Der Wiener Fußball Club 1898 (bzw. „...von/vom Jahre 1898“; auch als „Wiener FC“, „WFC“, „Fußballclub von 98“, „FC 98 Wien“, oder kurz „1898er“ bezeichnet) war der dritte (nach der Vienna und den Cricketern) gegründete Fußballverein in Wien und bestand von 1896 bis 1903. Der von Wiener Sportlern jüdischer Herkunft ins Leben gerufene Verein (Farben blau-weiß) erreichte 1897 das Finale des ersten Challenge-Cups und nahm zwischen 1900 und 1903 an allen drei Austragungen des Tagblatt-Pokals 1. Klasse teil.

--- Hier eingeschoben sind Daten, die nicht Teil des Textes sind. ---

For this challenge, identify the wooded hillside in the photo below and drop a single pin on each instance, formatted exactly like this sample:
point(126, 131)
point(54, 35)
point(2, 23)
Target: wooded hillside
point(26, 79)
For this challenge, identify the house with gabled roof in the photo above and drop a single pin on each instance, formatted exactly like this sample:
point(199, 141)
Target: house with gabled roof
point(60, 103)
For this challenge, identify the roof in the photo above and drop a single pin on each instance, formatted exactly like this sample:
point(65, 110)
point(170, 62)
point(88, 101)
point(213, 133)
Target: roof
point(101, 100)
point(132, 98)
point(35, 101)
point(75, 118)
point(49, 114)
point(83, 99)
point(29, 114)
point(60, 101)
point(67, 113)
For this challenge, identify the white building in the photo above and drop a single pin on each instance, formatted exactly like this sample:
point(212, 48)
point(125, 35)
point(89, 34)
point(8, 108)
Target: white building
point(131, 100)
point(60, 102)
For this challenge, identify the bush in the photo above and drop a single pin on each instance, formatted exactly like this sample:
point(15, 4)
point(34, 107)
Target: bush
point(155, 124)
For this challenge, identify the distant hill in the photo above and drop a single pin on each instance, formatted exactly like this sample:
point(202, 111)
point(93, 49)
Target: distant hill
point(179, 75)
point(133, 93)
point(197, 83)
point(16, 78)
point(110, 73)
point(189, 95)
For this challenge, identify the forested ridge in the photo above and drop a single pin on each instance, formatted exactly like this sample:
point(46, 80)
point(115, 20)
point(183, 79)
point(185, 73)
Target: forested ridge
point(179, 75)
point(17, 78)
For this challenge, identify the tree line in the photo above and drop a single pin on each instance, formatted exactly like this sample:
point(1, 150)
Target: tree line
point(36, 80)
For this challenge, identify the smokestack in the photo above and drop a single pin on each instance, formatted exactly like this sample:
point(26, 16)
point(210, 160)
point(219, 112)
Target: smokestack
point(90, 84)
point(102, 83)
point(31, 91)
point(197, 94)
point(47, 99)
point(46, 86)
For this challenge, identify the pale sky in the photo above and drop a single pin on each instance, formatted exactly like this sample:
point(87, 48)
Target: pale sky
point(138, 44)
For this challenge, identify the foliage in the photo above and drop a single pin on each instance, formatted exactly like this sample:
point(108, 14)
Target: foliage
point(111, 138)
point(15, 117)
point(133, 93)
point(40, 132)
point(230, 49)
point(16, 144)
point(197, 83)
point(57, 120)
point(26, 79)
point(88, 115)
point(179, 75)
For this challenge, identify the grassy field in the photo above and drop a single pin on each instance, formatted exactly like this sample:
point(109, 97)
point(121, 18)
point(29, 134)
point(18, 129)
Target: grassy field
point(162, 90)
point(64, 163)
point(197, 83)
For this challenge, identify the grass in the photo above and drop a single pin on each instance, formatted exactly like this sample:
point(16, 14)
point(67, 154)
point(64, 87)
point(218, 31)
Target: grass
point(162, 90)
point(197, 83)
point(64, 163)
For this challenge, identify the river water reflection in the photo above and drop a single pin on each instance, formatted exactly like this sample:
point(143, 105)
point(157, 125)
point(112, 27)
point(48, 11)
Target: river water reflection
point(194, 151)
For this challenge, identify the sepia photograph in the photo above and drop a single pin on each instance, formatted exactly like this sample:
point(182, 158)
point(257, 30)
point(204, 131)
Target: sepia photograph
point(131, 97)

Gründung und kurzer Bestand
Der WFC wurzelt im „Deutsch-österreichischen Turnverein“, der 1887 von einer Gruppe Wiener jüdischer Sportler gegründet wurde, die aus ihrem Stammverein, dem „Ersten Wiener Turnverein“ von 1861, im Zuge der Aufnahme eines sogenannten „Arierparagrafen“ in dessen Satzung ausgeschlossen worden waren. Um nicht gegen die Statuten ihres Turnvereins und das Selbstverständnis der Turnerbewegung zu verstoßen, gaben sich die teils auch als Leichtathleten und eben Turner aktiven, und deswegen so bezeichneten „Turner“ den umschreibenden Namen „Spielvereinigung im Deutsch-österreichischen Turnverein“, und trugen als solche nachweislich ab Mai 1896 Fußballmatches aus.[1] Nach der Vienna und den Cricketern war die Fußballriege der Turner das erst dritte Fußballteam Wiens, und überhaupt das erste, welches ohne Unterstützung englischer Expatriates entstanden war. Im Frühherbst 1898 wurde die Fußballriege aufgelöst, gründete sich aber umgehend im September desselben Jahres unter dem alten Namen "Spielvereinigung" als selbstständiger Verein neu.[2] Kurz darauf kam es zur Umbenennung in „Wiener Fußball Club 1898“, von da an sprach man von den „1898ern“. Im Oktober 1903 löste sich der Verein allerdings schon wieder auf.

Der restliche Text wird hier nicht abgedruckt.